Exploration #33 Cristalleries du Val St Lambert. Val Saint Lambert was an area of countryside and woodland, given to the Cistercian monks in 1202. By the end of the 18th century the Abbey at Val St Lambert was abandoned. In 1826 the Cristalleries du Val St Lambert was founded in the old converted monastery buildings by M. Kemlin, a chemist, and M. Lelièvre, from the Voneche crystal works. They added new workshops and built houses for the Val St Lambert glassworkers.
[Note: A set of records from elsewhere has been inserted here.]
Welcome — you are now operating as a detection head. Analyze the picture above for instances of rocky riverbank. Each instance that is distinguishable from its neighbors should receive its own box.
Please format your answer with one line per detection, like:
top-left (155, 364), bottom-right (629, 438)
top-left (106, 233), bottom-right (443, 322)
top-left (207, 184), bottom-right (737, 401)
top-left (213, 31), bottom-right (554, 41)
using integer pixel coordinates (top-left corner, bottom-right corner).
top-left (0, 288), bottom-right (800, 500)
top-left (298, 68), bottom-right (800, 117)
Val St Lambert is still the major Belgian glassworks and it is the official glassware supplier to H.M. King Albert II of Belgium. It has always made a wide range of glass, the best Val St Lambert glass rivalling any in the world. They cooperated with other local glassworks when times were good, putting out orders for glass and sometimes buying up their neighbouring glassworks. In 1894 at the world exhibition in Antwerp, the company manufactured an over 2 metres high vase consisting of 82 parts and weighing 200 kilograms, which is still intact and now on display at the Curtius Museum in Liège. By the mid 1920s Val St Lambert had four factories with some 4000 employees. Due to the quality of its designs and manufacturing process, the company developed a well known brand and expanded. Aside from its home territory of Belgium and the Netherlands, the largest export market was to then Tsarist-ruled Russia. In 1876 the company opened a distribution base in New York.

This was one of those factory. It is very difficult to identify which Belgian factory made which glass, unless it is labelled. During the second half of the 19th century they made cut crystal glass and coloured Victorian styles, building on their reputation for art nouveau and art deco glass earlier in the century.

This part of the former industrial complex was demolished in early 202 to make way for an ambitious real estate project.